In the several embodiments provided in the present application, it should be understood that the disclosed method and apparatus may be implemented in other ways. For example, the above-described apparatus embodiments are merely illustrative, and for example, a division of a unit is merely a logical division, and an actual implementation may have another division, for example, a plurality of units or components may be combined or integrated into another system, or some features may be omitted, or not executed. In addition, the shown or discussed mutual coupling or direct coupling or communication connection may be an indirect coupling or communication connection through some interfaces, devices or units, and may be in an electrical, mechanical or other form.

In addition, functional units in the embodiments of the present invention may be integrated into one processing unit, or each unit may be physically included alone, or two or more units may be integrated into one unit. The integrated unit can be realized in a form of hardware, or in a form of hardware plus a software functional unit.

The integrated unit implemented in the form of a software functional unit may be stored in a computer readable storage medium. The software functional unit is stored in a storage medium and includes several instructions to enable a computer device (which may be a personal computer, a server, or a network device) to execute some steps of the transceiving method of the embodiments of the present invention. And the aforementioned storage medium includes: various media capable of storing program codes, such as a usb disk, a removable hard disk, a Read-Only Memory (ROM), a Random Access Memory (RAM), a magnetic disk, or an optical disk.

Although some specific embodiments of the present application have been described in detail by way of example, it should be understood by those skilled in the art that the above examples are for illustrative purposes only and are not intended to limit the scope of the present application. It will be appreciated by those skilled in the art that modifications may be made to the above embodiments without departing from the scope and spirit of the present application. The scope of the application is defined by the appended claims.

Claims

1. A method for charging a pile by a robot is characterized by comprising the following steps:

2. The method of claim 1, wherein the step of performing a nearest neighbor search with the target point cloud and the input point cloud comprises:

3. The method of claim 2, wherein the step of continuously updating the input point cloud comprises:

4. The robot-to-pile charging method of claim 3, wherein the laser point cloud is a lidar point cloud comprising three-dimensional coordinates and a laser reflection intensity.
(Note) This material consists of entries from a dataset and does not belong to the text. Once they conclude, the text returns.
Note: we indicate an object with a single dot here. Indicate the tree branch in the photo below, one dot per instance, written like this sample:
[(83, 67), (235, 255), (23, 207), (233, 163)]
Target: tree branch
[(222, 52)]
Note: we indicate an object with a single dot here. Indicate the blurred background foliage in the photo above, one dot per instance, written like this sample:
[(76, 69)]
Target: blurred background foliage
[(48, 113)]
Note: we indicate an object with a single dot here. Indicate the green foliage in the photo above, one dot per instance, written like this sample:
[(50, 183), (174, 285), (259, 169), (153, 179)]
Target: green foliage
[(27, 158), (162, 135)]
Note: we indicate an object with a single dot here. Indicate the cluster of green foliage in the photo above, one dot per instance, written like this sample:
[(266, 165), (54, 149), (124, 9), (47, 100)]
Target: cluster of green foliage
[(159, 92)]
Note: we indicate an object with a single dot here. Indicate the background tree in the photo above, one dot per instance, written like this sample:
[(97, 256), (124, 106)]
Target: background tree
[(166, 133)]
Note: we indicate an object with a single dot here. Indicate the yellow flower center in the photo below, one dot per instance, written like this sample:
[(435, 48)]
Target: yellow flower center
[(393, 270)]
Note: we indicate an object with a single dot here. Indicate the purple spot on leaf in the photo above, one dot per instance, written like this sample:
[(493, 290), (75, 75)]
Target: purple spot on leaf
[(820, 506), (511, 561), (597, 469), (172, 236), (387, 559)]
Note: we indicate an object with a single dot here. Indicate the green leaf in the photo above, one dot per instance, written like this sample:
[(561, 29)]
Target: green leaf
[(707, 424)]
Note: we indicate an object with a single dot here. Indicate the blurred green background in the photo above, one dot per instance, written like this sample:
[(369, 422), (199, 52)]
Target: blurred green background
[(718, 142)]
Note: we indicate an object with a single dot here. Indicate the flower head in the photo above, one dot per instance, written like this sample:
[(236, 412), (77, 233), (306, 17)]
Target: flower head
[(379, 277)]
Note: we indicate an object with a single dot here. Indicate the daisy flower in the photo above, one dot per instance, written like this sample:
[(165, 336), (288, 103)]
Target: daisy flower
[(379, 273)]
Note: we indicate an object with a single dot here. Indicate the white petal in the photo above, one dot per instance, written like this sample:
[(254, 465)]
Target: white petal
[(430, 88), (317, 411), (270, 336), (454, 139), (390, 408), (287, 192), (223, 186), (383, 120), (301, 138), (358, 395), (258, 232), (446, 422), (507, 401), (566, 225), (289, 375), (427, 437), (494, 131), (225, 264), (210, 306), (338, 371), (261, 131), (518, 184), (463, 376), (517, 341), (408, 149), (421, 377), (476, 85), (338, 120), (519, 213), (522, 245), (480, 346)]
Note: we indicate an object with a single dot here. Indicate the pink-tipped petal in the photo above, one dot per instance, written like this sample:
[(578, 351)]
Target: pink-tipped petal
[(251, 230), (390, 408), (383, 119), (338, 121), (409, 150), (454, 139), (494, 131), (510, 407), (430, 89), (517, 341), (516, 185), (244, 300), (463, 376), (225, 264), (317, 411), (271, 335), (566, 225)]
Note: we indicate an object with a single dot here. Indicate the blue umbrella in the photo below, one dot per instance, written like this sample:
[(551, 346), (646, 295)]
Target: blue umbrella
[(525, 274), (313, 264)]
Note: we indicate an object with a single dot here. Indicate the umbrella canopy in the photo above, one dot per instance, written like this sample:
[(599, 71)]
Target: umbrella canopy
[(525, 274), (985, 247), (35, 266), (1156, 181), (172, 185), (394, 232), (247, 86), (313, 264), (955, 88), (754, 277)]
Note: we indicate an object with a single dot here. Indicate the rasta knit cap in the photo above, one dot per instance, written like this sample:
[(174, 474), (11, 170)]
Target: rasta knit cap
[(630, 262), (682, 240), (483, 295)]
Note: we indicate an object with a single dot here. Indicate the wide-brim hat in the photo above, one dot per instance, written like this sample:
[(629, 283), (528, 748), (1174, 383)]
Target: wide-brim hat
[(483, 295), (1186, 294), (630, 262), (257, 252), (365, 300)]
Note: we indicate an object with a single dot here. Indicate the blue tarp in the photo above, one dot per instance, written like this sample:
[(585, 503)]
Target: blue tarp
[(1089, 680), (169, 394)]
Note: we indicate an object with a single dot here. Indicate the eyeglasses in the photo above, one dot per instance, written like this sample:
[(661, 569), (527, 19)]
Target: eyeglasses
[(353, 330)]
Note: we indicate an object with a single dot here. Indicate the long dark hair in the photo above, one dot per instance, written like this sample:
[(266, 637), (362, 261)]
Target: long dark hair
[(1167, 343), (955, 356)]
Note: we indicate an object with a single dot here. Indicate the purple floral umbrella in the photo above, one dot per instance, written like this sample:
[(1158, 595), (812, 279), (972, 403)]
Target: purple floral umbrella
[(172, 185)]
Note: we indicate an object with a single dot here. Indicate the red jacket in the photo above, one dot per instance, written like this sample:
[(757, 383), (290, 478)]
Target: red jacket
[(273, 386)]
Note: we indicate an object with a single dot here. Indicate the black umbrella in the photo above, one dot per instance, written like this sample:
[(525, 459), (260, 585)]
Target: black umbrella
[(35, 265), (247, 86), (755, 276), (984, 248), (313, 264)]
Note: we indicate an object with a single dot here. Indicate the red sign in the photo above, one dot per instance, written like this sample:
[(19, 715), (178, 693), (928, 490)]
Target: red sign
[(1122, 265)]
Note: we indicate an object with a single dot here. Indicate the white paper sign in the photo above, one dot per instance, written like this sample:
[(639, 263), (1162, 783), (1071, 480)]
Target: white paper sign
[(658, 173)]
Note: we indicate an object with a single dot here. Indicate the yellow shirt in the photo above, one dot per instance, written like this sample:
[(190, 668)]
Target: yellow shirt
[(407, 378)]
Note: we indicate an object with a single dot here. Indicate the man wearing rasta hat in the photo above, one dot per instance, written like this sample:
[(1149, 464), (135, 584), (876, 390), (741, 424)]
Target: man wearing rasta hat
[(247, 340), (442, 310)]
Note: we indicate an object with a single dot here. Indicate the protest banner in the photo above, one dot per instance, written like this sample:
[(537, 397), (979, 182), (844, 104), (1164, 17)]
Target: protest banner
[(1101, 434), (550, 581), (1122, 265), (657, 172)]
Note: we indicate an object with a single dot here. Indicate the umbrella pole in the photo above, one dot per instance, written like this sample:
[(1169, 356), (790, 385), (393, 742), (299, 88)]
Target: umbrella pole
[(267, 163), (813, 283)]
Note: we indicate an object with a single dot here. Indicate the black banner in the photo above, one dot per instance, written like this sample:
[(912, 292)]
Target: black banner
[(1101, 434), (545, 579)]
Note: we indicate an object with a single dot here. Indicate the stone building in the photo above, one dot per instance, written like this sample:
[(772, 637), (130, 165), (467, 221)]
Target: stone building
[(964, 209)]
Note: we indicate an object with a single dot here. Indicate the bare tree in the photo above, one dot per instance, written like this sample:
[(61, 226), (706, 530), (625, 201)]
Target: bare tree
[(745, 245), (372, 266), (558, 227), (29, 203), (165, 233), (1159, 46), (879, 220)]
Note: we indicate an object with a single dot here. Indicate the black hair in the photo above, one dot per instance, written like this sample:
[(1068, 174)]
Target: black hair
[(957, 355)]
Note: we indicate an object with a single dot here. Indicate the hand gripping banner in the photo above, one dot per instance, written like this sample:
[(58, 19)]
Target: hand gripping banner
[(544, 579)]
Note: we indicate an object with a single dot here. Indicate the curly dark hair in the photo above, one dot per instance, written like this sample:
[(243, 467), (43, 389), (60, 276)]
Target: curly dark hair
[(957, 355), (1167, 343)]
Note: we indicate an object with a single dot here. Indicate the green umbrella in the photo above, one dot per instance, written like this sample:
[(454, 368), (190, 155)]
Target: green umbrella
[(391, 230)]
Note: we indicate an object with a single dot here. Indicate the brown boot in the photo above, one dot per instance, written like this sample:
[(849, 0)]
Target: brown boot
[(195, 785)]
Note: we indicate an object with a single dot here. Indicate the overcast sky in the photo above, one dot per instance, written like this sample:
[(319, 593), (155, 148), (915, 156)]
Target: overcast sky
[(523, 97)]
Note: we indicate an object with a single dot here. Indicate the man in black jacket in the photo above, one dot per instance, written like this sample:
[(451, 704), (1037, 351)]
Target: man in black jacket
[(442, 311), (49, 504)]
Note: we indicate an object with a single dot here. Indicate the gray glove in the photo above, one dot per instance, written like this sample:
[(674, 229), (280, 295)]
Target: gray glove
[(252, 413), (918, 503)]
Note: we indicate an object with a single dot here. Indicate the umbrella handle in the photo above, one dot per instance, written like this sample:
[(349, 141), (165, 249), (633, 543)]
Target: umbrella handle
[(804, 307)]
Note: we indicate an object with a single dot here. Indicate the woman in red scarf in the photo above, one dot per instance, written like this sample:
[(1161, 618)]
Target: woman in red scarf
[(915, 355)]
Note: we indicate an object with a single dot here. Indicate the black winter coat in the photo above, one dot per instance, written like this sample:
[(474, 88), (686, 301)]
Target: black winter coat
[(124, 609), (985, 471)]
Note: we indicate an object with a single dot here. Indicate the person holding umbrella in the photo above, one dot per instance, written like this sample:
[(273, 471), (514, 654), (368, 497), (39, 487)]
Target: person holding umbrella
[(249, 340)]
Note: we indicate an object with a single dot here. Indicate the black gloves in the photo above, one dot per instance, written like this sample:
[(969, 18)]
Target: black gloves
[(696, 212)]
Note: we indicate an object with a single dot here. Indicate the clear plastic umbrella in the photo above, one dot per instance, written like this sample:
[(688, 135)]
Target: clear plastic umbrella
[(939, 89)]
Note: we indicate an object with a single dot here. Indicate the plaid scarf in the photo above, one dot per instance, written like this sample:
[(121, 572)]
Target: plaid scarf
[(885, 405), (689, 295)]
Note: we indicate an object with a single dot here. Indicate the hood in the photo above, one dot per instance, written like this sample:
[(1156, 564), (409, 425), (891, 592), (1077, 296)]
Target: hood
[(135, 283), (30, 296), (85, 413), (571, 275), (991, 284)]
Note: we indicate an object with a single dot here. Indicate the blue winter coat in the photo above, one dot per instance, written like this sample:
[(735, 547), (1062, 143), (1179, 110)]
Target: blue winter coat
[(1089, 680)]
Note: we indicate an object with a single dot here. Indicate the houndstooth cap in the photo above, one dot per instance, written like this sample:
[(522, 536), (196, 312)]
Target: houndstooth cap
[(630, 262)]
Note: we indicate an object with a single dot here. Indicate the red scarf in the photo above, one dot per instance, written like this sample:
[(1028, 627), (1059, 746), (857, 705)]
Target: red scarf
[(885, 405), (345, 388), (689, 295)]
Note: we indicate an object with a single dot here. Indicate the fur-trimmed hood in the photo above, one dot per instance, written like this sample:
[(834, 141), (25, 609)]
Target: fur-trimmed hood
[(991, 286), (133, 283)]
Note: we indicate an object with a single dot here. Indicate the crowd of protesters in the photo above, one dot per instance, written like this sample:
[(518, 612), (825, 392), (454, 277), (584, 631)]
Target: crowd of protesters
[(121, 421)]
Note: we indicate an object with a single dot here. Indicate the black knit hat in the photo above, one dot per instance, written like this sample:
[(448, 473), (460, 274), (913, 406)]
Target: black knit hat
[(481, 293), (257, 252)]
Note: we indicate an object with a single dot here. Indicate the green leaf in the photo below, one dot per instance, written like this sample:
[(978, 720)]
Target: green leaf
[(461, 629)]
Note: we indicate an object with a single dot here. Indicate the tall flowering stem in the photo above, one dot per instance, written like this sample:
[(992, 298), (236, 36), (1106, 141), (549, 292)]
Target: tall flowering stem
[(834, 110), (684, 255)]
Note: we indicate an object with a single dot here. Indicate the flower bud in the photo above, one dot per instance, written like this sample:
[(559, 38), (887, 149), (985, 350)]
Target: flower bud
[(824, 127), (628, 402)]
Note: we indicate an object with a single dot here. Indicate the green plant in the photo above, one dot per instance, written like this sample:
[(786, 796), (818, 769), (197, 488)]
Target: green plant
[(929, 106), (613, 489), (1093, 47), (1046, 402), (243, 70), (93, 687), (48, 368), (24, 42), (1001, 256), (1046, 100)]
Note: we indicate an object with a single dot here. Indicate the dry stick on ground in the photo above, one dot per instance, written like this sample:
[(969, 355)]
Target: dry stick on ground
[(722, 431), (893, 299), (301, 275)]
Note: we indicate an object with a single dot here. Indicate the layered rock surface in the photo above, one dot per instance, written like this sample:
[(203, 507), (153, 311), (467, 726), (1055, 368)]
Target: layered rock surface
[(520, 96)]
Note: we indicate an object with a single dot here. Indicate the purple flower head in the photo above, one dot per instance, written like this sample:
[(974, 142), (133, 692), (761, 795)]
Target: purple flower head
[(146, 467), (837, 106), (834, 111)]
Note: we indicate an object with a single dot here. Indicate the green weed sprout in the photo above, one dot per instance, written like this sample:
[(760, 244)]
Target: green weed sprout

5. A method of charging a pile by a robot as claimed in claim 4, wherein the first predetermined distance is 0.2m to 0.8m, the predetermined multiple is 1 to 2 and the second predetermined distance is 3cm to 8 cm.

6. A robot pile charging system applied to the robot pile charging method according to any one of claims 1 to 5, the robot pile charging system comprising:

7. The robot-to-pile charging system of claim 6, wherein the search module comprises: the eliminating unit and the retaining unit are respectively connected with the calculating module, the eliminating unit is used for eliminating points which are larger than the preset multiple of the first preset distance in the input point cloud, and the retaining unit is used for retaining the points which are smaller than or equal to the preset multiple of the first preset distance in the input point cloud.

8. A robot, characterized in that the robot comprises:

moving the chassis;

the machine body is arranged on the movable chassis, and the movable chassis drives the machine body to move;

and the laser radar is arranged in the machine body.

9. The robot of claim 8, further comprising: a processor and a memory having computer program instructions stored therein, wherein the computer program instructions, when executed by the processor, cause the processor to perform the steps of the robot-to-pile charging method of any of claims 1-5.

10. A computer-readable storage medium, characterized in that it stores a computer program which, when executed by a processor, causes the processor to perform the steps of the robot-to-pile charging method of any one of claims 1-5.